Each GeoSeries has its Coordinate Reference System (CRS) accessible at GeoSeries.crs. The CRS tells GeoPandas where the coordinates of the geometries are located on the earth’s surface. In some cases, the CRS is geographic, which means that the coordinates are in latitude and longitude. In those cases, its CRS is WGS84, with the authority code EPSG:4326. Let’s see the projection of our NY boroughs GeoDataFrame.

[23]:
gdf.crs
[23]:
<Projected CRS: EPSG:2263>Name: NAD83 / New York Long Island (ftUS)Axis Info [cartesian]:- X[east]: Easting (US survey foot)- Y[north]: Northing (US survey foot)Area of Use:- name: United States (USA) - New York - counties of Bronx; Kings; Nassau; New York; Queens; Richmond; Suffolk.- bounds: (-74.26, 40.47, -71.8, 41.3)Coordinate Operation:- name: SPCS83 New York Long Island zone (US Survey feet)- method: Lambert Conic Conformal (2SP)Datum: North American Datum 1983- Ellipsoid: GRS 1980- Prime Meridian: Greenwich

Geometries are in EPSG:2263 with coordinates in feet. We can easily re-project a GeoSeries to another CRS, like EPSG:4326 using GeoSeries.to_crs().

[24]:
gdf = gdf.set_geometry("geometry")boroughs_4326 = gdf.to_crs("EPSG:4326")boroughs_4326.plot()
[24]:
<Axes: >

Introduction to GeoPandas — GeoPandas 1.0.0+0.gd8e14e1.dirty documentation (9)

[25]:
boroughs_4326.crs
[25]:
<Geographic 2D CRS: EPSG:4326>Name: WGS 84Axis Info [ellipsoidal]:- Lat[north]: Geodetic latitude (degree)- Lon[east]: Geodetic longitude (degree)Area of Use:- name: World.- bounds: (-180.0, -90.0, 180.0, 90.0)Datum: World Geodetic System 1984 ensemble- Ellipsoid: WGS 84- Prime Meridian: Greenwich

Notice the difference in coordinates along the axes of the plot. Where we had 120 000 - 280 000 (feet) before, we now have 40.5 - 40.9 (degrees). In this case, boroughs_4326 has a "geometry" column in WGS84 but all the other (with centroids etc.) remain in the original CRS.

Warning

For operations that rely on distance or area, you always need to use a projected CRS (in meters, feet, kilometers etc.) not a geographic one (in degrees). GeoPandas operations are planar, whereas degrees reflect the position on a sphere. Therefore, spatial operations using degrees may not yield correct results. For example, the result of gdf.area.sum() (projected CRS) is 8 429 911 572 ft2 but the result of boroughs_4326.area.sum() (geographic CRS) is 0.083.

User guide

See more on projections in the user guide.

What next?#

With GeoPandas we can do much more than what has been introduced so far, from aggregations, to spatial joins, to geocoding, and much more.

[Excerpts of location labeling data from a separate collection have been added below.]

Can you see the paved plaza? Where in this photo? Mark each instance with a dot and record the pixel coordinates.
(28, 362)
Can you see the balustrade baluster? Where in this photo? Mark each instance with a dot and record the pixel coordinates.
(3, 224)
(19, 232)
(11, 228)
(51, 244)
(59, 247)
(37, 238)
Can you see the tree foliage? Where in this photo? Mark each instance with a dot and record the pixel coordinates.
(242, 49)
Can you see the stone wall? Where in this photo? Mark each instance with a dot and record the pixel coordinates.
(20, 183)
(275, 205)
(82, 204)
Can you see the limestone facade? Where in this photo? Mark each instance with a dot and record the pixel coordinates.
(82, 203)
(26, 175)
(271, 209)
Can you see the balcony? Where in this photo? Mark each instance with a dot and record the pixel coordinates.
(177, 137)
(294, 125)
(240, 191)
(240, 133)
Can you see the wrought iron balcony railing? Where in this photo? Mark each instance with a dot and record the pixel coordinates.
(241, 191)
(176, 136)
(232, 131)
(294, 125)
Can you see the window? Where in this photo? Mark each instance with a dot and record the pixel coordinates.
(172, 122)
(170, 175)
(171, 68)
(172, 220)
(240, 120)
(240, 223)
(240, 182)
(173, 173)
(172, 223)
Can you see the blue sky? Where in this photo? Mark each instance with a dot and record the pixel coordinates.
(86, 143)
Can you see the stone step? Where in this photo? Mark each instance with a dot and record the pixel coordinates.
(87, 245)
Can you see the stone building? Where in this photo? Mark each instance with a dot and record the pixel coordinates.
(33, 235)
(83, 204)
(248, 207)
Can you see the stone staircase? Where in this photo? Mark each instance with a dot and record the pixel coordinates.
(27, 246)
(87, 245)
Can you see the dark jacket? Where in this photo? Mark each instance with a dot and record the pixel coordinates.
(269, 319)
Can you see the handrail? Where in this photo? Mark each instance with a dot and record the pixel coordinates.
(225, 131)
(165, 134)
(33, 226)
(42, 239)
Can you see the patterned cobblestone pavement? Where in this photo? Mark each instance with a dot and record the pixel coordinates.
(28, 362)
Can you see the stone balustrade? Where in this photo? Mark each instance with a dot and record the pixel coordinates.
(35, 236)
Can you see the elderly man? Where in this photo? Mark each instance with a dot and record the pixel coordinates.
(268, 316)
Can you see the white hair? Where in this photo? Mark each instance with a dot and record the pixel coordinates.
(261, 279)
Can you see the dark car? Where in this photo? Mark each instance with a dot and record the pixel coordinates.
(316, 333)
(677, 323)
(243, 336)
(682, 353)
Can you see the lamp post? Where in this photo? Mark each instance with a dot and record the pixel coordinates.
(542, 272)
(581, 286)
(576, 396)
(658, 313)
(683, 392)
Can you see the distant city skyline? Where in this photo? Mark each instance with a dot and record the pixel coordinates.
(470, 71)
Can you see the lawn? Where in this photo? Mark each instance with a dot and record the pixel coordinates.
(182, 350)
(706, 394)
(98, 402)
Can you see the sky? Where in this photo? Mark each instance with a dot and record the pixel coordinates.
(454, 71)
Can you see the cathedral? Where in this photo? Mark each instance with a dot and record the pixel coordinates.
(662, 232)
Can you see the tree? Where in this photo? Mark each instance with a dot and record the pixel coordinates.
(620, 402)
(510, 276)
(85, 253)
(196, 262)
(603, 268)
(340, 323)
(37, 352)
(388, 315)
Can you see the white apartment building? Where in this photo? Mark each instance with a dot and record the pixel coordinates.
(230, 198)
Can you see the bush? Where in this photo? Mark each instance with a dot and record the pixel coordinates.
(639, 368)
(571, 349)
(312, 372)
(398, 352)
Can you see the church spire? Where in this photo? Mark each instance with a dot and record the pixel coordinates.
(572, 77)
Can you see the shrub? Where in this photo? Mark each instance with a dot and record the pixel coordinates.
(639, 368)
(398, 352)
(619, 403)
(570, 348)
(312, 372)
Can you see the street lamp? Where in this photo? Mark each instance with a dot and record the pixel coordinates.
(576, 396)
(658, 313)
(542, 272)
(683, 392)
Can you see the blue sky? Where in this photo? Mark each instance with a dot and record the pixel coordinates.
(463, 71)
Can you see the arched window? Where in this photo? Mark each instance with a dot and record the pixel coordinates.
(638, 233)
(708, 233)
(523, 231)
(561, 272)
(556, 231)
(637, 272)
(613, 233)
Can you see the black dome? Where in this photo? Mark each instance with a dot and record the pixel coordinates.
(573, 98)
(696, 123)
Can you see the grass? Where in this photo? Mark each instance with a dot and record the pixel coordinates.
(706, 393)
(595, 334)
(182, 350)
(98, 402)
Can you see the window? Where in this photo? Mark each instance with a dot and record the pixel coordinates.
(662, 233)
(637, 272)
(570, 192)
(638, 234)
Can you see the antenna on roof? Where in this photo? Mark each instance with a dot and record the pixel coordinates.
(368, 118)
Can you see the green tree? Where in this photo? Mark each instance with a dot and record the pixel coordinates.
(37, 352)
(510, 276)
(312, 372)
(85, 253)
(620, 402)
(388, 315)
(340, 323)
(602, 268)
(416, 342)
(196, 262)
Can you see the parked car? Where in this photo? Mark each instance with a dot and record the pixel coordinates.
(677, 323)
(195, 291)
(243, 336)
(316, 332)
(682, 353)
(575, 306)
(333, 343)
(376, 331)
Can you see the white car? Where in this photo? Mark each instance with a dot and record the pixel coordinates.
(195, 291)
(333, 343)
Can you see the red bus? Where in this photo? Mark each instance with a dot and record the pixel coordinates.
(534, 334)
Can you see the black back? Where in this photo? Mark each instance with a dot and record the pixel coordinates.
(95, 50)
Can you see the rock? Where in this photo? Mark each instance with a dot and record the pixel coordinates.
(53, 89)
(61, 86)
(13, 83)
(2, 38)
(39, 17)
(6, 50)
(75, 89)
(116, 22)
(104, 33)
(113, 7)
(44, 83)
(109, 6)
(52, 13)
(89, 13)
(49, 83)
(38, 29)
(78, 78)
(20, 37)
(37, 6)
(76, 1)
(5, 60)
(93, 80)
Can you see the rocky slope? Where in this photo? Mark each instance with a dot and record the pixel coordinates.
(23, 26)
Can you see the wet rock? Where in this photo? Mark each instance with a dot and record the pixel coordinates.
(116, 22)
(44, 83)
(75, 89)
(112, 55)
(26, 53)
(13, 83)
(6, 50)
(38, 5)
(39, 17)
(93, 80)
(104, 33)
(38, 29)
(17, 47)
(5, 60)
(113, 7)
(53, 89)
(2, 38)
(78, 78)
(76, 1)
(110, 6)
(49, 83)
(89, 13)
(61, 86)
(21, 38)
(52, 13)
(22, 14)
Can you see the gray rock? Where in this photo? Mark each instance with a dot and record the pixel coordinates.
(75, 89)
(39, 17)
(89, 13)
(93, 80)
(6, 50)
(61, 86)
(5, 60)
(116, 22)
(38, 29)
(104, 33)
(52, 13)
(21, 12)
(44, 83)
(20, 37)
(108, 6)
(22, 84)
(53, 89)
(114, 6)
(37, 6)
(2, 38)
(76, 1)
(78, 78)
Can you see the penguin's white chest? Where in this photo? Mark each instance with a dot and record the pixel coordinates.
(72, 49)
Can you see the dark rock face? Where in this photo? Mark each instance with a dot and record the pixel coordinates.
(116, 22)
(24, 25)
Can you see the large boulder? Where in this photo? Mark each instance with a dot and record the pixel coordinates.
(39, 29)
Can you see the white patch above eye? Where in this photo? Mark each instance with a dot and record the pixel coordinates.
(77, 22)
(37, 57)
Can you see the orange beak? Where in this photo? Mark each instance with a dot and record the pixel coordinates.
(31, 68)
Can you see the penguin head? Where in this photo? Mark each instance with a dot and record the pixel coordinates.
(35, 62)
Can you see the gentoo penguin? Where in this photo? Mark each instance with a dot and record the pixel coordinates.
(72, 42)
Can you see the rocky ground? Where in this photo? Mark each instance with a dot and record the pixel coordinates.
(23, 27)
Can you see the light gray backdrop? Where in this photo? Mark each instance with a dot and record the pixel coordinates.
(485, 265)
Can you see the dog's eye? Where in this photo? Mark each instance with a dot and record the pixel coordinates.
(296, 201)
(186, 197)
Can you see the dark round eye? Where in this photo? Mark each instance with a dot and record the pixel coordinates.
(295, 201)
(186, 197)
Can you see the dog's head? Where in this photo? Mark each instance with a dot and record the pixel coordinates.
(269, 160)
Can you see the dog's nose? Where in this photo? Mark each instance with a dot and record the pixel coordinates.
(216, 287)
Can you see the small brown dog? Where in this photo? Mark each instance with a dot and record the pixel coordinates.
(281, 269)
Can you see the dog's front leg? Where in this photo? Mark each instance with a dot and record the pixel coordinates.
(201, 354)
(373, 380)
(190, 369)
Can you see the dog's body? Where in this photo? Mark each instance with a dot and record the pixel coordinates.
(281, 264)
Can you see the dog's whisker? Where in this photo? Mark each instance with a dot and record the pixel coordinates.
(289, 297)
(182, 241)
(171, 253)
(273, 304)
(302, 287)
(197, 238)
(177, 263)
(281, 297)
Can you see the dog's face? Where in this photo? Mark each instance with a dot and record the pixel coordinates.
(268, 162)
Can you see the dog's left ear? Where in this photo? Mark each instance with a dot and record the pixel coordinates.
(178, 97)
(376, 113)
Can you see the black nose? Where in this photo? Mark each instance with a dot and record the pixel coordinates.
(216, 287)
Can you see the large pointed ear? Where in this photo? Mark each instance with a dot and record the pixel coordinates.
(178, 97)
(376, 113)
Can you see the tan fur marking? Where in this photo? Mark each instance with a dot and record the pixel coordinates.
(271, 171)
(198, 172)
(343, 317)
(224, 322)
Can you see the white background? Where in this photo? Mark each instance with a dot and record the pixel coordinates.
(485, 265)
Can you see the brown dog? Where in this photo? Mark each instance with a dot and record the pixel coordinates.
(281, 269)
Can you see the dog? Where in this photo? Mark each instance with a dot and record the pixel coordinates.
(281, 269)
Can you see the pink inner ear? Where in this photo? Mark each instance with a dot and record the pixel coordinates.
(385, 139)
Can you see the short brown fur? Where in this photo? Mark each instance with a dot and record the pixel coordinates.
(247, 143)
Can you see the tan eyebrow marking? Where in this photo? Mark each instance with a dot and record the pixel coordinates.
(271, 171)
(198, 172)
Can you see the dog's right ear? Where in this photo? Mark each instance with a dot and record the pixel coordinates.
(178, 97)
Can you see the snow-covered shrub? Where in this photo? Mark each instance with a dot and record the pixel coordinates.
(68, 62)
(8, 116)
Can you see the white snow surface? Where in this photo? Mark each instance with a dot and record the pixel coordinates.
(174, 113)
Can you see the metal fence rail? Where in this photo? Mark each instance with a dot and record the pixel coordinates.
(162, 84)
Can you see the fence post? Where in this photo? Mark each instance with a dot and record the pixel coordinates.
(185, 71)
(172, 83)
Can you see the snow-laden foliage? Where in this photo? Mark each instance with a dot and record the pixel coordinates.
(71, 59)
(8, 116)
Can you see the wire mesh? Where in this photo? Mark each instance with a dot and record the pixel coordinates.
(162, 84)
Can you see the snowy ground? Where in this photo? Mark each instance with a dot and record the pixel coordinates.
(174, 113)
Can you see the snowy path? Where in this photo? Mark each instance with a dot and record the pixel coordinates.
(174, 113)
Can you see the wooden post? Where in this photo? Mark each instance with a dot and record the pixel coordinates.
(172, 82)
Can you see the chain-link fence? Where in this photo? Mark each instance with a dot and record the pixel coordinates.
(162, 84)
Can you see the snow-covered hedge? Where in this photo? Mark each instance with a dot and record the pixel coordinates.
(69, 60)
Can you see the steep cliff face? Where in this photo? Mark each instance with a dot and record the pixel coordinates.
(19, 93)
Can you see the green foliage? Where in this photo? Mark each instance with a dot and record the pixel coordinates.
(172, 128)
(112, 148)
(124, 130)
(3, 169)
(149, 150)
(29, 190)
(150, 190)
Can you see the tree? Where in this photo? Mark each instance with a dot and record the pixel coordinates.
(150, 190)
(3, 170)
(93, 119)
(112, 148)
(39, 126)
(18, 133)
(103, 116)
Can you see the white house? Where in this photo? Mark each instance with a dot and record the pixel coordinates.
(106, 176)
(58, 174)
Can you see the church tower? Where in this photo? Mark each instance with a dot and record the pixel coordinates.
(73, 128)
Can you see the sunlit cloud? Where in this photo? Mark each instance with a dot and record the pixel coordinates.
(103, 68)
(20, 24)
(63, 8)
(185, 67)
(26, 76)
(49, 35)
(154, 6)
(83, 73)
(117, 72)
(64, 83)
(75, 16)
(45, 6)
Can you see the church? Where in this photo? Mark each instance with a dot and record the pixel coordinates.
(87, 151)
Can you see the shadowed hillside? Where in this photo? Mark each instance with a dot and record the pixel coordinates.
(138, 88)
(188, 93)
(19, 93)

Head over to the user guide to learn more about the different features of GeoPandas, the Examples to see how they can be used, or to the API reference for the details.

Introduction to GeoPandas — GeoPandas 1.0.0+0.gd8e14e1.dirty documentation (2024)
Top Articles
Latest Posts
Article information

Author: Nathanael Baumbach

Last Updated:

Views: 6077

Rating: 4.4 / 5 (55 voted)

Reviews: 86% of readers found this page helpful

Author information

Name: Nathanael Baumbach

Birthday: 1998-12-02

Address: Apt. 829 751 Glover View, West Orlando, IN 22436

Phone: +901025288581

Job: Internal IT Coordinator

Hobby: Gunsmithing, Motor sports, Flying, Skiing, Hooping, Lego building, Ice skating

Introduction: My name is Nathanael Baumbach, I am a fantastic, nice, victorious, brave, healthy, cute, glorious person who loves writing and wants to share my knowledge and understanding with you.